El presidente Danilo Medina se ha enfrascado en un loable esfuerzo por formular un proyecto de Ley de Naturalización, coherente con la sentencia 168/13 del Tribunal Constitucional que determina a quién corresponde la nacionalidad dominicana, respetuosa de los inalienables derechos individuales y sujeto a los tratados internacionales suscritos por el país en materia migratoria.
Al primer mandatario se le ha visto abandonar la poltrona palaciega y salir a recabar el consenso de aquellos a quienes ha considerado portavoces de la clase política, empresarial, sociedad civil, eclesiástica y protestante. Pero encara un serio desafío.
Ante todo, Medina debe tener en cuenta a la hora de enviar el proyecto de marras al Congreso, que está actuando para la posteridad, y que la naturalización es un acto soberano y discrecional del poder público por el que una persona adquirirá la cualidad de nacional del Estado que el mandatario representa; es decir, la nacionalidad dominicana, porque la naturalización consiste en la adquisición de una nacionalidad distinta de la originaria.

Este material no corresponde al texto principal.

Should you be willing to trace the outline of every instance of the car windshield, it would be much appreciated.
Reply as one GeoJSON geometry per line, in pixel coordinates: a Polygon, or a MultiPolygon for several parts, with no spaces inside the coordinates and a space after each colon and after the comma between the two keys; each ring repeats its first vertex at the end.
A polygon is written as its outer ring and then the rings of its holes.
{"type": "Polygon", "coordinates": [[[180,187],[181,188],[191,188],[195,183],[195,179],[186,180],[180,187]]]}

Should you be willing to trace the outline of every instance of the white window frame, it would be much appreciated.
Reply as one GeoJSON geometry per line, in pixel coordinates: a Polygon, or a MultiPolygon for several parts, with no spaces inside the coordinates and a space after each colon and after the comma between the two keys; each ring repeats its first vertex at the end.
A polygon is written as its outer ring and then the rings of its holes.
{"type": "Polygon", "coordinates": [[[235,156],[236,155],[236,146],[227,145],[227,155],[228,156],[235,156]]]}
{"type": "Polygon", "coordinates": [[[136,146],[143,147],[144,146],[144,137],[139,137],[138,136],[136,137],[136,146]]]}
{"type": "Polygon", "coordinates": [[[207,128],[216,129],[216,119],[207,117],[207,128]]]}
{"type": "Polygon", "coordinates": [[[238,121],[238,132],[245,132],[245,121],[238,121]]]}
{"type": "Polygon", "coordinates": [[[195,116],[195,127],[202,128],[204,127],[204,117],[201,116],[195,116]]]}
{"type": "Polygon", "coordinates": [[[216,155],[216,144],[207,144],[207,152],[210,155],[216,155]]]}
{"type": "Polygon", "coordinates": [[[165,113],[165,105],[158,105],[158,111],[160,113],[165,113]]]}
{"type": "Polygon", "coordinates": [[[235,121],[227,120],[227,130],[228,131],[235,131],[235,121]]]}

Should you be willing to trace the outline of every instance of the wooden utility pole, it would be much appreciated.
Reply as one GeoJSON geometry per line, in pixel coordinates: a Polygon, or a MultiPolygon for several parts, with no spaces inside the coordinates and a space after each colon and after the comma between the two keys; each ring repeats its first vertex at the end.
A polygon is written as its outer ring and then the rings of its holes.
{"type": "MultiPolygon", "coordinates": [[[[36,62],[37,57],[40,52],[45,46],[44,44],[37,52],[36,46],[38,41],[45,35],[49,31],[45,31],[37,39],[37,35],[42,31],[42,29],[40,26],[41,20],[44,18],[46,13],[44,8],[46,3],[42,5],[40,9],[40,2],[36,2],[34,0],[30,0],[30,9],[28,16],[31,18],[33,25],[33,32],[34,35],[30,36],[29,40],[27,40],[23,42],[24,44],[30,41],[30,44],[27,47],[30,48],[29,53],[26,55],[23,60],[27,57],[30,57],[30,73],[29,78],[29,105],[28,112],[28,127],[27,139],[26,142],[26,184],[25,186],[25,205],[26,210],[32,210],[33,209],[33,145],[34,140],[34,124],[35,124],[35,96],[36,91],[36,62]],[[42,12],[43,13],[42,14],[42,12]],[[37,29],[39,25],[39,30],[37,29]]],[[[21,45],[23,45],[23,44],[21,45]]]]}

Al naturalizarse, el extranjero adquiere los mismos derechos de los dominicanos, y puede vivir en territorio dominicano como si fuese natural de él, beneficiándose de la dominicanidad esa persona y sus descendientes directos de generación en generación.
La naturalización puede ser individual o colectiva (por motivos políticos, anexión, caso de Crimea, o por razones familiares, el matrimonio o la patria potestad), y puede tener lugar por una doble vía: por concesión graciosa del Jefe del Estado, mediante decreto; a esta modalidad se le llama por “carta de naturaleza”, y por autorización reglamentada, cuando el interesado debe cumplir determinados requisitos, reservándose el Estado la decisión final; a este grupo corresponde la naturalización por residencia.
Se trata de un proyecto capaz de preservar la nacionalidad dominicana, modificarla o destruirla.